According to our friends at Mayo Clinic Alumni Magazine, "Mayo Clinic and Medtronic are developing a next-generation epilepsy therapeutics platform that integrates brain implants with local and distributing computing environments to continuously chronicle brain activity and deliver electrical brain stimulation guided by artificial intelligence (AI) algorithms." That's a science-y way of saying that the researchers have developed a device that uses electrodes implanted in the brain to detect oncoming seizures and then prevent them by stimulating parts of the brain.
"Seeing your pet have a grand mal seizure is traumatizing," Gregory Worrell, M.D., Ph.D., tells the publication. Dr. Worrell, an epileptologist in the Department of Neurology at Mayo Clinic in Rochester, says that "the dogs in this trial — and their owners — stand to benefit greatly" from the new system.
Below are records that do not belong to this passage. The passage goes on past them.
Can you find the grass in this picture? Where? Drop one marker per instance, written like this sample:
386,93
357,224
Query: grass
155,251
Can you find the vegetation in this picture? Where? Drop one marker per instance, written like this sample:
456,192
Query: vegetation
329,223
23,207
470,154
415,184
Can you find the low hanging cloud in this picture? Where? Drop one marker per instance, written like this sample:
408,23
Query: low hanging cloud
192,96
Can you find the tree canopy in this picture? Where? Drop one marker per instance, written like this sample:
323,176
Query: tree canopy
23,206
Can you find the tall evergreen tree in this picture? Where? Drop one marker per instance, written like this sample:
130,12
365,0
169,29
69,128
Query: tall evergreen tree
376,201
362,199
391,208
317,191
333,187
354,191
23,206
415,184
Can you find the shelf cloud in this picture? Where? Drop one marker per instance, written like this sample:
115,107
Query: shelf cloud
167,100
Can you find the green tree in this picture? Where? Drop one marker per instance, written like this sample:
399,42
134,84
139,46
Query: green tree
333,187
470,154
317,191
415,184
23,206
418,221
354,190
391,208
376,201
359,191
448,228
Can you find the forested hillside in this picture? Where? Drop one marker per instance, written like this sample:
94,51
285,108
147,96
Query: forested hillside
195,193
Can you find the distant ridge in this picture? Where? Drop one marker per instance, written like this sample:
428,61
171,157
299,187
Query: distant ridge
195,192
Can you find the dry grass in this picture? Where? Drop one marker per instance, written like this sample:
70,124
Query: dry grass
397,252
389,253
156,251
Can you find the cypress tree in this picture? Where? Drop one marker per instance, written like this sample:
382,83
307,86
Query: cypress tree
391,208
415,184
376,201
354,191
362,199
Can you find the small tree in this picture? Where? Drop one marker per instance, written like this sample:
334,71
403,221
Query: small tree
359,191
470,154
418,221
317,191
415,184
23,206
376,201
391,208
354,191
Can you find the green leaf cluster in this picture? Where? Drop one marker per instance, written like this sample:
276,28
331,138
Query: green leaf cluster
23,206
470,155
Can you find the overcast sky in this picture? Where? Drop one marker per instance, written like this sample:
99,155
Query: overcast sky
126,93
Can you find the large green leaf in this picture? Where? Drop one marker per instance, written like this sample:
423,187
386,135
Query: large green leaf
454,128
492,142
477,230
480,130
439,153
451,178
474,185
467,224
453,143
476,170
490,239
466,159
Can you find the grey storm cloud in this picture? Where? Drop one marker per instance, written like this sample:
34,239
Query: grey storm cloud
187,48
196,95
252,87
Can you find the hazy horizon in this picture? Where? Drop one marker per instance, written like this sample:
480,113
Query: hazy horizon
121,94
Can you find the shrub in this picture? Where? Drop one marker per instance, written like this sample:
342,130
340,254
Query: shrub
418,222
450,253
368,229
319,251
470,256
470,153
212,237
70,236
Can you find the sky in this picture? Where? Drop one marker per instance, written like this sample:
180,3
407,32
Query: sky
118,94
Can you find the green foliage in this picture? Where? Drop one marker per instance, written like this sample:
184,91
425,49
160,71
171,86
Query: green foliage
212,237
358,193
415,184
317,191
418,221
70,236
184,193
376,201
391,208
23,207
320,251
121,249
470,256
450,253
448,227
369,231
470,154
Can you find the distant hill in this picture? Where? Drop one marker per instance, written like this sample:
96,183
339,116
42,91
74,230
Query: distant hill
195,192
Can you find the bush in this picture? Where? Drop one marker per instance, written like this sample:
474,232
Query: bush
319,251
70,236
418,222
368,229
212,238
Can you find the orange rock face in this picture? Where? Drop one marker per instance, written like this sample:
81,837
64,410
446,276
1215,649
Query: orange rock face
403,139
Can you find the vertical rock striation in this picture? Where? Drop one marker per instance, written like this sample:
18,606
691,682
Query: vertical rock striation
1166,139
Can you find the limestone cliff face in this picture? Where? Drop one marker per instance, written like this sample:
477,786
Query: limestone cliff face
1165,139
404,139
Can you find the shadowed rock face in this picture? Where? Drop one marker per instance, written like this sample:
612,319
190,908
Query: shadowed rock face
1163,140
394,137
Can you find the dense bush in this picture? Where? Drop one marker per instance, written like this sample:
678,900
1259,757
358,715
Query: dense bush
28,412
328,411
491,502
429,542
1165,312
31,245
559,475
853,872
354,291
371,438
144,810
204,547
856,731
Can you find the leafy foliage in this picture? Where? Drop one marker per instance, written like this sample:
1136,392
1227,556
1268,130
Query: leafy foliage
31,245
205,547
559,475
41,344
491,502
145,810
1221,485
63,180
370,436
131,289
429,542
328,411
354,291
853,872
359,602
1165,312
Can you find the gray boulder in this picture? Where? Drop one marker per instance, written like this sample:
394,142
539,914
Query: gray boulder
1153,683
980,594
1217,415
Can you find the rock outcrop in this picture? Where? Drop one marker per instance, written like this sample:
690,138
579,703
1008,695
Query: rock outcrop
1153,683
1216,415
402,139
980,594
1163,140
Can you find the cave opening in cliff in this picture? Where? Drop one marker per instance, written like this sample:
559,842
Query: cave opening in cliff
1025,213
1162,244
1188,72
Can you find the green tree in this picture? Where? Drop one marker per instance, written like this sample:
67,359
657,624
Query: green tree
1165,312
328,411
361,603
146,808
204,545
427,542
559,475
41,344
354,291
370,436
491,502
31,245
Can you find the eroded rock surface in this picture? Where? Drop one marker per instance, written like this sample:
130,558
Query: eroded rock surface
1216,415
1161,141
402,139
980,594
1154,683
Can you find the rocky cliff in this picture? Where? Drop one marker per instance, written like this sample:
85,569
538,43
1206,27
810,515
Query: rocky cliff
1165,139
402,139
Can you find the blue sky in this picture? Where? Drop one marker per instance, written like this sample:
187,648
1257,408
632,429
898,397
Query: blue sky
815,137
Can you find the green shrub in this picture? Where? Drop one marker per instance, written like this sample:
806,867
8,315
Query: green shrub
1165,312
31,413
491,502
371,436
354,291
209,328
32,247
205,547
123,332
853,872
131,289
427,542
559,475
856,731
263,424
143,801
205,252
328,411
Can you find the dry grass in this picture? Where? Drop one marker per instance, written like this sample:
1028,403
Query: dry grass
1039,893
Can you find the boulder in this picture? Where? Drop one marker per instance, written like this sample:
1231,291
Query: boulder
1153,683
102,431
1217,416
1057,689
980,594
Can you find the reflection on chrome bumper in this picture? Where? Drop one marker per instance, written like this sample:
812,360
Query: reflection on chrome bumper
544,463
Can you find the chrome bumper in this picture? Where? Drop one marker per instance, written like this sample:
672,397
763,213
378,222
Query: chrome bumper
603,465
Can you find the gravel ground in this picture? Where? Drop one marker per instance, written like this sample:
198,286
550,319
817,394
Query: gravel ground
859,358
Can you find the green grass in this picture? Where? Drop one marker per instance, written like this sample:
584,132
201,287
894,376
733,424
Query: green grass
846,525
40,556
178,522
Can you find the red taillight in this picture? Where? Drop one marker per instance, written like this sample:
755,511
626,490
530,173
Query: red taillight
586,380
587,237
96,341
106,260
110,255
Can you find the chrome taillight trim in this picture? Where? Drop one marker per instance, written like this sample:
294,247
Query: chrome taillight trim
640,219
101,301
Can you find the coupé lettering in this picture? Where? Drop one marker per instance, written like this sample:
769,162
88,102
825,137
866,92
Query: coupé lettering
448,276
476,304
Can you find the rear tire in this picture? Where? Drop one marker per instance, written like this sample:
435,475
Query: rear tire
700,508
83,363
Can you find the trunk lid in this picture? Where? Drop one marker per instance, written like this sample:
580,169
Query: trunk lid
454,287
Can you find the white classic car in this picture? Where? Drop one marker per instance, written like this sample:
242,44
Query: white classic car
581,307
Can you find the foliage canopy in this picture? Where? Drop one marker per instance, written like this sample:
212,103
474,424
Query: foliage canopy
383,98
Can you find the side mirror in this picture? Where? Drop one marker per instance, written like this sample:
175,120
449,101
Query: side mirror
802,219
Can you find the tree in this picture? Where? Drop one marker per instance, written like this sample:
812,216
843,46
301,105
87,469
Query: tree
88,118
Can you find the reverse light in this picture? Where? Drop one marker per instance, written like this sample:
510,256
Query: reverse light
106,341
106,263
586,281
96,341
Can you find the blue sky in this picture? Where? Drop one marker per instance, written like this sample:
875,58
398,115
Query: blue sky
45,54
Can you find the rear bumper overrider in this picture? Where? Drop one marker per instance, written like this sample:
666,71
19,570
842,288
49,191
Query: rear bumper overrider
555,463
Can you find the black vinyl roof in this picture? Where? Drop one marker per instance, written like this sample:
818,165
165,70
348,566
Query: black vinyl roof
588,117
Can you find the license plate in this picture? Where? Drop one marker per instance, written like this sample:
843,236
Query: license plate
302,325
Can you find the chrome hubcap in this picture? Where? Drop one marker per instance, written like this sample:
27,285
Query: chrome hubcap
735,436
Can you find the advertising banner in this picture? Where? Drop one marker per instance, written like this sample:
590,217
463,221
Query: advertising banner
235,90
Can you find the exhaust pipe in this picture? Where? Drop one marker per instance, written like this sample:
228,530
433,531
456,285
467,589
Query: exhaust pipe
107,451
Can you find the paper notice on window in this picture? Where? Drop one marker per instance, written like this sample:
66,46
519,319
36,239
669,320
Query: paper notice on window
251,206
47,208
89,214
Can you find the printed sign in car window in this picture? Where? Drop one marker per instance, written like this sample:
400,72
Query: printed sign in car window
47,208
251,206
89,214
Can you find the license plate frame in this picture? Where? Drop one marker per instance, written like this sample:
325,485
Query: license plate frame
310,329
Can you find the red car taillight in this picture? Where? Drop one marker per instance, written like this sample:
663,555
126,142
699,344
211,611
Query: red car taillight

And while "the four-legged Californians are the first to test the epilepsy-management system in real-world conditions," the same system will be used in humans. It seems that people and pooches experience epilepsy in much the same way, and benefit from the same types of treatments. Or, are unable to benefit from them. "Approximately one-third of canines and people with epilepsy are resistant to drug therapy," Alumni reports. "The results of the trial could help the 1 million people who have uncontrolled epilepsy."
Benjamin Brinkmann, Ph.D., a lead engineer in Mayo's Advanced Analytics Services, calls the approach "a new paradigm." Previous research has looked at the effectiveness of "automated seizure detection, electronic seizure diaries, seizure forecasting and electronic brain stimulation to reduce seizures," but this trial is the first to test a system that combines all of those elements.
And while this trial is looking at treatment for epilepsy, Alumni reports that other studies are looking at the device as a possible way to treat disorders including Parkinson's disease, depression and obsessive-compulsive disorder. The potential for this type of treatment "is exciting," Dr. Worrell says. "This trial focuses on a therapy for a specific disease, but there's evidence that brain stimulation can improve, restore and even enhance function. For now, we're pleased to be on the cusp of transforming epilepsy care by using intelligent devices and technology that reliably forecast and deter seizure onset to improve the lives of patients." Whether they have two legs, or four.